Descalzi ha intrapreso la strada dell'efficienza, diminuendo investimenti e spese operative con un risparmio complessivo di 10 miliardi raggiunto nell'arco di piano e ha mantenuto il debito sotto controllo. Il management ha poi lavorato sulla capacità del gruppo di raggiungere la copertura finanziaria dei propri investimenti a prezzi sempre più bassi per il greggio (nel 2013 la cash neutrality era a 127 dollari a barile, oggi è a 46), adeguandosi all'era del petrolio low cost e aumentando il margine di guadagno in caso di ripresa del mercato.

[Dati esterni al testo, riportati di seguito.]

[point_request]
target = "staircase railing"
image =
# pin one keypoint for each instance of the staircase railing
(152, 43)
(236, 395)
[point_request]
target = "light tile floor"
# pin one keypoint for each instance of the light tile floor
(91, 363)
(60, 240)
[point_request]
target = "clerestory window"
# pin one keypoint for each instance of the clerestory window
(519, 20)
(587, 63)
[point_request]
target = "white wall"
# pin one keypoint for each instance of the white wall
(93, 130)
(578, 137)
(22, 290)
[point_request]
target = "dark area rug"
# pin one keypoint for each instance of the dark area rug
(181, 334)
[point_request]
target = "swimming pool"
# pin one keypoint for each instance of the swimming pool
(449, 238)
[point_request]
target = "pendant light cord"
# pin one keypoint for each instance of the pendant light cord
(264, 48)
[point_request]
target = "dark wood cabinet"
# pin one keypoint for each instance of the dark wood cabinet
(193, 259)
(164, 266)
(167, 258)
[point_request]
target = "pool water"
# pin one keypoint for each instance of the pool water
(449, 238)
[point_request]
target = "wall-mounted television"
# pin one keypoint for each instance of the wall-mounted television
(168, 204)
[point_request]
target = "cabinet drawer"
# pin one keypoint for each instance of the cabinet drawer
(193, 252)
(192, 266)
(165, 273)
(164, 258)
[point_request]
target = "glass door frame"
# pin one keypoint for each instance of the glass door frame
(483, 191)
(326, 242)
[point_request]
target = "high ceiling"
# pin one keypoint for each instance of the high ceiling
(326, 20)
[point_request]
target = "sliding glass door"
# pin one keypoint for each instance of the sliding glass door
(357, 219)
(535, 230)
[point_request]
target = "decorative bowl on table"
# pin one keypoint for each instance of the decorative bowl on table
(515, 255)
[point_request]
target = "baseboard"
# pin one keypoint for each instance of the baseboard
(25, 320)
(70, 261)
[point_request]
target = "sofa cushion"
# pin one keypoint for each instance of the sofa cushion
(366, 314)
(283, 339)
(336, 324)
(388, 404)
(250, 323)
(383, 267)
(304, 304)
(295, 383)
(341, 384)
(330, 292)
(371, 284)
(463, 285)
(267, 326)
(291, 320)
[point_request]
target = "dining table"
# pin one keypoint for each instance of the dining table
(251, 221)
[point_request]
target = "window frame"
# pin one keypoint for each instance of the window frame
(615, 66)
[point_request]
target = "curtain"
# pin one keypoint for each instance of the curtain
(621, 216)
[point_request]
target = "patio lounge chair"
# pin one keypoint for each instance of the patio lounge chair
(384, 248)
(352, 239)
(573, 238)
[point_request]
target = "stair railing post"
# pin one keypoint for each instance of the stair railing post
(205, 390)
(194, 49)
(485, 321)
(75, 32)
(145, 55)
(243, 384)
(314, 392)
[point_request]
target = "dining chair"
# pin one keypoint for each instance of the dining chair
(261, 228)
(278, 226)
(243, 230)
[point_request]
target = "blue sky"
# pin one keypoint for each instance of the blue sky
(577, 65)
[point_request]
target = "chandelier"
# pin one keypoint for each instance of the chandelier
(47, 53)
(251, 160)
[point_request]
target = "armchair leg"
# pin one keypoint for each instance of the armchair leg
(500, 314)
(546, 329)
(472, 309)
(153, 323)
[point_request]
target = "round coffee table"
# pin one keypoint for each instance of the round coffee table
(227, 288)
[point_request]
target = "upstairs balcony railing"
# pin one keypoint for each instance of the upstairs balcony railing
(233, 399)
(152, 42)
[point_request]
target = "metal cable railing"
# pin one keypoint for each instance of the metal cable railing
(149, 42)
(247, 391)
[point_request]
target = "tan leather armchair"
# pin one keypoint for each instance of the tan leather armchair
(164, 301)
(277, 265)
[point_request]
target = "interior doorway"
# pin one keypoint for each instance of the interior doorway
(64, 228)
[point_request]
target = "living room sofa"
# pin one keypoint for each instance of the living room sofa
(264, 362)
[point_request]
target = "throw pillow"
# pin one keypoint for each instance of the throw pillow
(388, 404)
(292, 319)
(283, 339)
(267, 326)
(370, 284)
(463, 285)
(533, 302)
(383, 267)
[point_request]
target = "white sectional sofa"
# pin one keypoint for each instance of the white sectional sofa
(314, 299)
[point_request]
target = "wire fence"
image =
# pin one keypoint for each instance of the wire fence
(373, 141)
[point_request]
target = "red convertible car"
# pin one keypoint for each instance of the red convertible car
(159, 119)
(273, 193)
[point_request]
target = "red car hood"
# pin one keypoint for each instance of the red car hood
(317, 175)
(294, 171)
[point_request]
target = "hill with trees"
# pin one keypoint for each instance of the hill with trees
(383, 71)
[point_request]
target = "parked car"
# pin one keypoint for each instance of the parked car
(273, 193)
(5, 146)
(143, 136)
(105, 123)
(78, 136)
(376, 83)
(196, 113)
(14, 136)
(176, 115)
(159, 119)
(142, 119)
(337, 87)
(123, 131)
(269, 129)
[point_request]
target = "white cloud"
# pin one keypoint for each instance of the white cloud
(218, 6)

Il percorso fatto ha portato cassa operativa di 34 miliardi, «solo» 3 miliardi in meno rispetto a quanto conseguito tra il 2011-13, quando il greggio valeva circa il doppio. È in questo contesto che Marcegaglia invoca «la continuità dei vertici» tanto più che «Eni opera in un settore dove sono importanti le strategie di lungo termine. E per chi arriva in una compagnia servono almeno uno o due anni per comprendere appieno la realtà di approdo». Quanto a Descalzi, incalzato sulla disponibilità a restare, conclude domandando alla platea «sareste pronti a lasciare la casa che avete costruito? Io no. Sono in Eni da 36 anni e grazie alla mia squadra abbiamo raggiunto risultati importanti nonostante un contesto difficile.

Considero Eni più di un posto di un lavoro».